In a downward revision of last month's numbers, the Commerce Department reported this week that gross domestic product, the broadest measure of the economic vitality, increased at a 2.8 percent annual rate in the 2nd quarter of 2008. That's down half-a-percent from last month's estimate.
Meanwhile, orders for big-ticket manufactured goods fell nearly 5 percent in August, paced by a 38 percent plunge in orders for commercial aircraft and an 8 percent decline in demand for automobiles.
The slowdown is prompting many employers to cut back on hiring, pushing the nation's unemployment rate to a five-year high of 6 percent in August.
And on Thursday, JPMorgan agreed to buy the assets of Washington Mutual after the ailing thrift's assets were seized by the Federal Deposit Insurance Corporation in the largest bank failure in U.S. history.
The collapse capped a tumultuous week in which President Bush summoned congressional leaders and the two men fighting to succeed him, to the White House hoping to avert a national economic disaster. While much of the impact of the financial crisis has been confined to Wall Street, taxpayers also are concerned about its ramifications on Main Street.
Bob Young, American Farm Bureau Federation - "Agriculture is in strong financial condition. It did not go through this whole issue of sub-prime loans and things of that nature. Agriculture has had to have some pretty strong balance sheets to bring to the table for commercial banks, farm credit systems, or whatever to provide them with support. I think our balance sheet has looked extremely good for the most part."

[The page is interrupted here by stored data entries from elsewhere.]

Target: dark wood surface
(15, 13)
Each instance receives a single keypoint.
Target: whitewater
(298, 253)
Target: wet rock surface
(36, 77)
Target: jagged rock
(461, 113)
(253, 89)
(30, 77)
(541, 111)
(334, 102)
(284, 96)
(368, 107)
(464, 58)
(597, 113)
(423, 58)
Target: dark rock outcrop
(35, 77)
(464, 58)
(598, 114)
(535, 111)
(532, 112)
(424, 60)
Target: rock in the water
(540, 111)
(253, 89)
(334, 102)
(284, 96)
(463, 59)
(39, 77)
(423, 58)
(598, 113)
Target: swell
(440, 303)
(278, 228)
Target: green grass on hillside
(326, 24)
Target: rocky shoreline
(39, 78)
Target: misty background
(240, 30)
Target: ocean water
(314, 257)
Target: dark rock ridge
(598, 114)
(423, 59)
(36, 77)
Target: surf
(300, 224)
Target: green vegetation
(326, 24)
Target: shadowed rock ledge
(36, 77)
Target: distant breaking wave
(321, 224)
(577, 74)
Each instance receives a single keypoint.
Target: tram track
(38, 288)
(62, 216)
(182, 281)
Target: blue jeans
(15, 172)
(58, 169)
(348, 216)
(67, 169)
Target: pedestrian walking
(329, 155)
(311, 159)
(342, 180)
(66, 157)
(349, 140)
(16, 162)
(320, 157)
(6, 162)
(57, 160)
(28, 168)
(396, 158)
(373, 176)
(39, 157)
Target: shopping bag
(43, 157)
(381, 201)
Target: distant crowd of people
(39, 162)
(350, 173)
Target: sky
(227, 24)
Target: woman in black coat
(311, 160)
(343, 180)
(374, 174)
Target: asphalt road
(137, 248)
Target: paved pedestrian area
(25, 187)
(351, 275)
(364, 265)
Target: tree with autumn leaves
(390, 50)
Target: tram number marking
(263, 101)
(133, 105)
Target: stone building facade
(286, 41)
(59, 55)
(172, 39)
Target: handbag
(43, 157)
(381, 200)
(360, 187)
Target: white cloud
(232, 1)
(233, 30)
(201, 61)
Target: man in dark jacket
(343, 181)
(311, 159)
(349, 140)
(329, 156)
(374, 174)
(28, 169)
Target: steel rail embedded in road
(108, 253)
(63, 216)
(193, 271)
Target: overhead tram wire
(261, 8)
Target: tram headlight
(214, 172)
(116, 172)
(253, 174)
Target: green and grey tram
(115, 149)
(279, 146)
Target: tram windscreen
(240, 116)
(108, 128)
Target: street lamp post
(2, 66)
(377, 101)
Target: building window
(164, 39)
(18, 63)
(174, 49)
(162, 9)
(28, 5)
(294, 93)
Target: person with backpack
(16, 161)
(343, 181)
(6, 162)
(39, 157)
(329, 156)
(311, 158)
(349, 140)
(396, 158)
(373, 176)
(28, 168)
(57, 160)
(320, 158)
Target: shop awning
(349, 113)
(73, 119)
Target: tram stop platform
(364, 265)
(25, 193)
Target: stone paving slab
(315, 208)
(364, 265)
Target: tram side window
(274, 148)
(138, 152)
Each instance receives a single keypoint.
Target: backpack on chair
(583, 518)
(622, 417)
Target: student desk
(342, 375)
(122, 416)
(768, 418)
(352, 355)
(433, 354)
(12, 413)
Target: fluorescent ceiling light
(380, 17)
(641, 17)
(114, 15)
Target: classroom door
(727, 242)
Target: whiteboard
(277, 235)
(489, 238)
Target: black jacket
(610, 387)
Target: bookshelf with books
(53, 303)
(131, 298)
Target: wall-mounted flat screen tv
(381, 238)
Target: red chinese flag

Optimism aside, rural America is not immune to what is being called the worst financial crisis since the Great Depression.
One mortgage lender enduring Wall Street losses is the Federal Agricultural Mortgage Corporation, or Farmer Mac.
The organization was created by Congress in 1987 to improve the ability of agricultural lenders to provide credit to America's farmers, rural homeowners, businesses and communities. In recent reports, Farmer Mac revealed losses from bad investments in Fannie Mae and in bonds from the now- bankrupt Lehman Brothers, could drain an estimated $92 million from the lender's capital base. And some experts are concerned such losses could fuel a credit crunch in the agricultural sector.
Bob Young, American Farm Bureau Federation - "I think the sector itself, if I was going to lend money this is the sector I'd want to lend money to. But, for whatever reason if commercial lenders decide to tighten up or not lend at all, then we could be in for some real trouble."
In the case of Farmer Mac, tighter credit could have far-reaching implications throughout the rural economy. In addition to mortgages, Farmer Mac re-sells Farm Service Agency-guaranteed loans and finances rural electric and telephone cooperatives.
Farmer Mac funds its loan purchases by issuing debt or securities which it in turn sells into the capital markets. In this way, it facilitates the flow of money from Wall Street to rural America, thus providing a stable supply of credit to lenders and borrowers.
Bob Young, American Farm Bureau Federation - "You put crops in the ground in the spring; it takes the entire growing season for them to come out of the ground and then get harvested in the fall. You'll go at least 8, 9 10 to 12 months or so between the time you've made a decision and the time you have the financing lined up and the time you're ready to sell the crop so that's why financing is so important."